Basically what it is, it is a statistical technique to determine
how people value different product attributes.
So if you have products with multiple attributes, and
one of those attributes of course can be price, we want to find a way to
understand how people will trade off one attribute for
another, or maybe price for a particular upgrade that you might be offering them.
I tell you right now, this is generally not something that's done in
like an Excel spreadsheet, there's specialized software for doing this work.
And in the resources we have some links to some technical papers,
that we'll discuss even more aspects of conjoint analysis.
But we're going to discuss a lot of those aspects right here and right now.
So, conjoint analysis in its most basic form is not new.
It goes back to the 1970s and some operations research techniques.
If you don't know what operations research is,
all that is is the mathematical modeling of things like production processes.
Believe it or not, conjoint analysis which is a statistical technique for
preferences, comes out of the same mathematics used to look
at assembly line process and other kind of business processes.
That started in the 1970s.
In the 1980s it got a little more popular because people would use note cards,
and people would add access to software that would help them do regressions,
basic forms of regressions.
Specialized software started in the 1990s to do conjoint analysis.
And web-based interviewing techniques so
that people could gave you data via web application, started about 2005.
Now it's gotten really popular, and one of the reasons it's gotten really popular
is you get very quick results using things like online panel.
I'll just mention one, there are many of them.

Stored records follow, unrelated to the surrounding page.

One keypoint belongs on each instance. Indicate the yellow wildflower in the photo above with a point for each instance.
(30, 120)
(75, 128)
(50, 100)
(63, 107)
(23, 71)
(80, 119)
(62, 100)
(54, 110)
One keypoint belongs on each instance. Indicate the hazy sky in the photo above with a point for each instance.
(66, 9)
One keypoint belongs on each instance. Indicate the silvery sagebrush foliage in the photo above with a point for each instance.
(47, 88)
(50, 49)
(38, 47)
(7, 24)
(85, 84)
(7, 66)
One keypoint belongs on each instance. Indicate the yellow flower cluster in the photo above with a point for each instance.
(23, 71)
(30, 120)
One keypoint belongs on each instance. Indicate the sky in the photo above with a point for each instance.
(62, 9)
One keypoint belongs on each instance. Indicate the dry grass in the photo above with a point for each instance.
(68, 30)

Something called Amazon Mechanical Turk where you can literally go on online,
put your conjoint interview or your conjoint experiment online.
Go to bed, wake up the next morning, and
you've got a couple of thousand people that have filled this kind of thing out.
That's how fast it's gotten with online web-based interviewing techniques and
these panels that people sign up for.
Now, what are some of the applications?
Lots of different applications have conjoint analysis.
The first cellular telephone, I know that's a long time ago, but the first
cellular telephone by AT&T, was designed with an early form of conjoint analysis.
The Baltimore Ravens, the NFL team in Baltimore, designed their logo,
the famous, you've got kind of a purple raven right here,
which has attributes like color and design.
They used the conjoint analysis to design that.
Courtyard by Marriott, the whole hotel,
was design with the big conjoint study using business travelers as respondents.
FedEx started a new ground-based express service,
used conjoint analysis to measure preferences.
And IBM used it to design one of their microchips.
What are the attributes that people want to see in a microchip?
I know these are a lot of applications,
but I want you to see the breath of what it's capable of doing.
Dinner's Club which is a credit card.
Credit cards have a lot of attributes,
that was designed with the conjoint analysis, even a drug.
In this case, an anti-hypertensive for the heart, right?
Was designed with a conjoint analysis, so was The Ritz-Carlton, some of their
services in the Ritz-Carlton, UPS designed a new delivery service.
And finally, the United States Navy wanted more of their enlisted personnel
to re-enlist, to come back into the navy, and
they designed benefit packages for those who might consider re-enlisting.
And they used conjoint analysis to figure out what exactly did those enlisted people
want when we asked them would they want to re-enlist or not.